The group said its sales were the hardest hit by the full prohibition over liquor sales for 15 weeks of the 26-week trading period and reduced trading hours for all but the first three weeks of the half-year.

“This inevitably had a profound impact on liquor and tobacco sales, with negative growth of 47.5 periods over the period,” said the group.

Clothing turnover fell 4.2 percent in South Africa, as clothing sales were prohibited during the level 5 lockdown, and were subject to some continuing restrictions under level 4. However, core retail sales including food, groceries and general merchandise grew 8.7percent year-on-year, with a 9.9 percent growth recorded in South Africa.

“The 4.2 percent volume growth in the group’s core food and grocery offer in South Africa demonstrates the underlying strength and competitiveness of the group’s performance over the period,” said Pick n Pay.

Group turnover increased 2.6 percent year-on-year, with like-for-like growth of 1 percent. Turnover from South African operations increased 3.4 percent, with like-for-like growth of 1.7 percent.

The group said internal selling price inflation in South Africa contained 3.4 percent over the period, against CPI food inflation of 4.3 percent. It said it had incurred R150million additional costs as part of its response to the Covid-19 crisis including additional safety and hygiene costs of R80m. Pick n Pay awarded an R50m appreciation bonus to 50000 front-line staff, and incurred security and communication costs of R20m.

The group also paid a once-off R100m towards its voluntary severance programme aimed at reducing costs. More than 1400 employees opted to take voluntary severance packages at the beginning of the financial year.

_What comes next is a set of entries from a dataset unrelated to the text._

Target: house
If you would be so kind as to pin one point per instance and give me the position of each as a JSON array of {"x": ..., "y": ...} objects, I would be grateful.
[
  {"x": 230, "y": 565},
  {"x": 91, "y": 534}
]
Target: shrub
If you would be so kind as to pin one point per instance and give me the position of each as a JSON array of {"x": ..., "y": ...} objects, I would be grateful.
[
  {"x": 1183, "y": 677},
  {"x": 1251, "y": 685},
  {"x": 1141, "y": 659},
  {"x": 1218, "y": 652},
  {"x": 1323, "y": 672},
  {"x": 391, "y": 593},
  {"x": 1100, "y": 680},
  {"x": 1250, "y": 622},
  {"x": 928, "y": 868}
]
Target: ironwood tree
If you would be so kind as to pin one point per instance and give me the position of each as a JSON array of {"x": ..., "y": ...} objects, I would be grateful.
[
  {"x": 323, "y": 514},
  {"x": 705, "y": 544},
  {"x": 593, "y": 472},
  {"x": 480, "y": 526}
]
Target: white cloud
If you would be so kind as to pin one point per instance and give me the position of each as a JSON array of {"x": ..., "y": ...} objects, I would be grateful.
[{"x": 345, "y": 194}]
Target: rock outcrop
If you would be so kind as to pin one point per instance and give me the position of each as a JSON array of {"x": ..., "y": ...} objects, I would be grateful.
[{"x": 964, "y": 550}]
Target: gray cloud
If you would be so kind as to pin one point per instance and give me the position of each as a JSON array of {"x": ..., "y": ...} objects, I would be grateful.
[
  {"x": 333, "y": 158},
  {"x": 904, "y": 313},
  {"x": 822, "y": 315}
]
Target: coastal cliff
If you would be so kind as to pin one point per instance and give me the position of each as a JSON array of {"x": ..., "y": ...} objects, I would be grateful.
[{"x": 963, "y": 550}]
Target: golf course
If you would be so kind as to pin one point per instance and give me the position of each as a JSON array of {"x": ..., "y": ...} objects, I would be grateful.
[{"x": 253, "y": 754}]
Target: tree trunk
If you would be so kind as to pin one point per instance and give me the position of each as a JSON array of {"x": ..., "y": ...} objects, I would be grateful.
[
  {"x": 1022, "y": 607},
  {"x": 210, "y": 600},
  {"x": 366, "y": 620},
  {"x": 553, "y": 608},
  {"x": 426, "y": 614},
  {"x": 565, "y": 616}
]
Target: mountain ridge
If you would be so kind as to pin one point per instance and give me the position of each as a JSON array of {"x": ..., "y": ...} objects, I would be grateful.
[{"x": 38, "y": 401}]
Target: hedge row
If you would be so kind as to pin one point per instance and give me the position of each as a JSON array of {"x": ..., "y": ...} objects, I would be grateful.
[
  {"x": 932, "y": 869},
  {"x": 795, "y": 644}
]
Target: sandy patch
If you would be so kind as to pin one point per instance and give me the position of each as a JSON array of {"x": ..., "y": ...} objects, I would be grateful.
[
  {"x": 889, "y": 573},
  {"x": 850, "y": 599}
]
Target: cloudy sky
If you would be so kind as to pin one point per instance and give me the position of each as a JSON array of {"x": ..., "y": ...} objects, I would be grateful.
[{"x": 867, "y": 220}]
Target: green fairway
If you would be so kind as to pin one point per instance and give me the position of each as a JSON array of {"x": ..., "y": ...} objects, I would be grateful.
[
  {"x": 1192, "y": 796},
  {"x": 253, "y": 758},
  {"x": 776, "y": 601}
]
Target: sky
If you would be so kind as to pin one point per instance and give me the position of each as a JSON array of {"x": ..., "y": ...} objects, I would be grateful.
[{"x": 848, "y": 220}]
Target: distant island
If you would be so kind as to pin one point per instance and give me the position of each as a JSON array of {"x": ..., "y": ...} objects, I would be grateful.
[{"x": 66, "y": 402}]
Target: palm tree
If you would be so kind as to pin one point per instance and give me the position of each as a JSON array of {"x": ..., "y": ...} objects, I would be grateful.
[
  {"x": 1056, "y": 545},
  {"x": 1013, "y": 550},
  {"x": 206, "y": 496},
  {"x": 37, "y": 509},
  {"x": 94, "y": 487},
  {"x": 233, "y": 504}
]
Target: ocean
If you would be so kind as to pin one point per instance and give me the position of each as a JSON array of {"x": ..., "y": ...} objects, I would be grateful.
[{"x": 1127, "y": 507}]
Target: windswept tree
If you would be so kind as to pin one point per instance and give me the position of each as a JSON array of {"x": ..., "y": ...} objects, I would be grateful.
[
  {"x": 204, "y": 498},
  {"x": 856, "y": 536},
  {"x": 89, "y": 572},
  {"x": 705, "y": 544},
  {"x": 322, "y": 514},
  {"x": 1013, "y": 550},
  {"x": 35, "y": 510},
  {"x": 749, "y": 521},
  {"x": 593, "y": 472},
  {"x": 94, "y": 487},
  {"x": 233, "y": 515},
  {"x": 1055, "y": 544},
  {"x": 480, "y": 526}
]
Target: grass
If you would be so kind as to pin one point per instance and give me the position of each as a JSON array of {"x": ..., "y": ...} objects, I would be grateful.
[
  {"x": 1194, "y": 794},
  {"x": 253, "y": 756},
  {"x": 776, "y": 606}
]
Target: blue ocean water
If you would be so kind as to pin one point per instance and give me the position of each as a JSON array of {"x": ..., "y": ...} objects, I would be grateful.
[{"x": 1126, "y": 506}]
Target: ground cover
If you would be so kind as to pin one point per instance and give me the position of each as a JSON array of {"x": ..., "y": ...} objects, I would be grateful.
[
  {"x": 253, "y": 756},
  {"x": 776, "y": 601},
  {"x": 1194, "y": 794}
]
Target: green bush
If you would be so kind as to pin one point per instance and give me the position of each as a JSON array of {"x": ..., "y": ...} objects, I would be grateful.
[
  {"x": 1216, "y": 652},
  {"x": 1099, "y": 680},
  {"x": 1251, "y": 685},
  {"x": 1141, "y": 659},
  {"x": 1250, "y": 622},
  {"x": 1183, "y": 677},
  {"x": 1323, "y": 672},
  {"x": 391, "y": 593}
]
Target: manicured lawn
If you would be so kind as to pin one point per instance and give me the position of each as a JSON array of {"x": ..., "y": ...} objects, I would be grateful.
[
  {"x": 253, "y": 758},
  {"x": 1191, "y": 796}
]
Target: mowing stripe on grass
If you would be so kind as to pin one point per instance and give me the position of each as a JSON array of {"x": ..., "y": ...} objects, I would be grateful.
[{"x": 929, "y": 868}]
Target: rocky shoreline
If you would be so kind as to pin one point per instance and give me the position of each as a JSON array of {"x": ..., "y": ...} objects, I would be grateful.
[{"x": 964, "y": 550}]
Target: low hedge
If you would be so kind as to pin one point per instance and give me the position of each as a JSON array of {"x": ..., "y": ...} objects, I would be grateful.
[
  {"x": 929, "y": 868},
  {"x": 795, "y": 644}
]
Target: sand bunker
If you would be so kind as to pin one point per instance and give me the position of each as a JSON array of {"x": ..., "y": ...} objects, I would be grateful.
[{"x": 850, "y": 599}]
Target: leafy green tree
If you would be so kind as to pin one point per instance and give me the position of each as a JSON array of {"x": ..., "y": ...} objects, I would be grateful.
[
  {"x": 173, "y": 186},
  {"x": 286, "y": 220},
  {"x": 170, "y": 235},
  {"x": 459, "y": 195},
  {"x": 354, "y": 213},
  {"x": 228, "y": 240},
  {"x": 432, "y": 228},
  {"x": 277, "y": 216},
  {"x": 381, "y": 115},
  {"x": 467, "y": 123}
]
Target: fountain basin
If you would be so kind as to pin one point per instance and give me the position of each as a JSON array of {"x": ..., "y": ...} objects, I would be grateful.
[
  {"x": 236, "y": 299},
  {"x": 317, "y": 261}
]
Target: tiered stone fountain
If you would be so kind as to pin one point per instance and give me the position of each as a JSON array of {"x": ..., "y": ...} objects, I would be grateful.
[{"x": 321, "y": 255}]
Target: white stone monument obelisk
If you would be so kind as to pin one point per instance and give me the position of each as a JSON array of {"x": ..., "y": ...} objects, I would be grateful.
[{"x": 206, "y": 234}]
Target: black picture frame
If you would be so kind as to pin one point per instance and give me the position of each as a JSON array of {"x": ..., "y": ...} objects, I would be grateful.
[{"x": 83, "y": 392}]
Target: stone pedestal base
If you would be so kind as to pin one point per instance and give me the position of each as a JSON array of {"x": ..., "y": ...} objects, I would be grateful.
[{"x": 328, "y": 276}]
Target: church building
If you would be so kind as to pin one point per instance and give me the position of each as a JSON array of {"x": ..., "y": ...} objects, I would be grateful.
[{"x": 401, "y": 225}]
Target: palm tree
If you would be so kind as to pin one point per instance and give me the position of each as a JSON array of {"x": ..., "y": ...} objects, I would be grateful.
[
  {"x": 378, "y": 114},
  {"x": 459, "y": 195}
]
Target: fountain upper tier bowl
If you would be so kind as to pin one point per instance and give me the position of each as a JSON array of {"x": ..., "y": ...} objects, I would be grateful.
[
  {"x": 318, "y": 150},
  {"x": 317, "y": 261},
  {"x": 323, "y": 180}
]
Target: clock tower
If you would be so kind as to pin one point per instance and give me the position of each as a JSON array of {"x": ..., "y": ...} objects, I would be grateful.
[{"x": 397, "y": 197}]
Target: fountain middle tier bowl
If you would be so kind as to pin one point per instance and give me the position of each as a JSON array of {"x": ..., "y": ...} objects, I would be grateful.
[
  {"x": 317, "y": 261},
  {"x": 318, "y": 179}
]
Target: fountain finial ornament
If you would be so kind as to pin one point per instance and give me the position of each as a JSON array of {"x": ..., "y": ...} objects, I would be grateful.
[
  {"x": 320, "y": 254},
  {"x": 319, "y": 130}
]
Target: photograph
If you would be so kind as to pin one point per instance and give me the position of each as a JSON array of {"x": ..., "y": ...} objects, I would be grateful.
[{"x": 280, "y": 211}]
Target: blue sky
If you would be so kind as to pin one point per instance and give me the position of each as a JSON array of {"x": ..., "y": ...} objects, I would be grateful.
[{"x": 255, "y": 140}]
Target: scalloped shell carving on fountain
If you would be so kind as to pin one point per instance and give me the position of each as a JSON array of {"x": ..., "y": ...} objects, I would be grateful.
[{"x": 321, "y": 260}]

Pick n Pay said it managed to find innovative ways to serve customers, for example to meet the increased demand for online shopping it introduced an on-demand grocery service. It also raised more than R80m together with its customers in hunger relief efforts, providing 20 million meals to vulnerable families. On a month-on-month basis the most negative effects by sub-indices of the BCI came from depressed retail sales volumes, lower share prices on the JSE, and less real credit to the private sector.

Pick n Pay shares rose 1.65percent on the JSE yesterday to close at R46.70.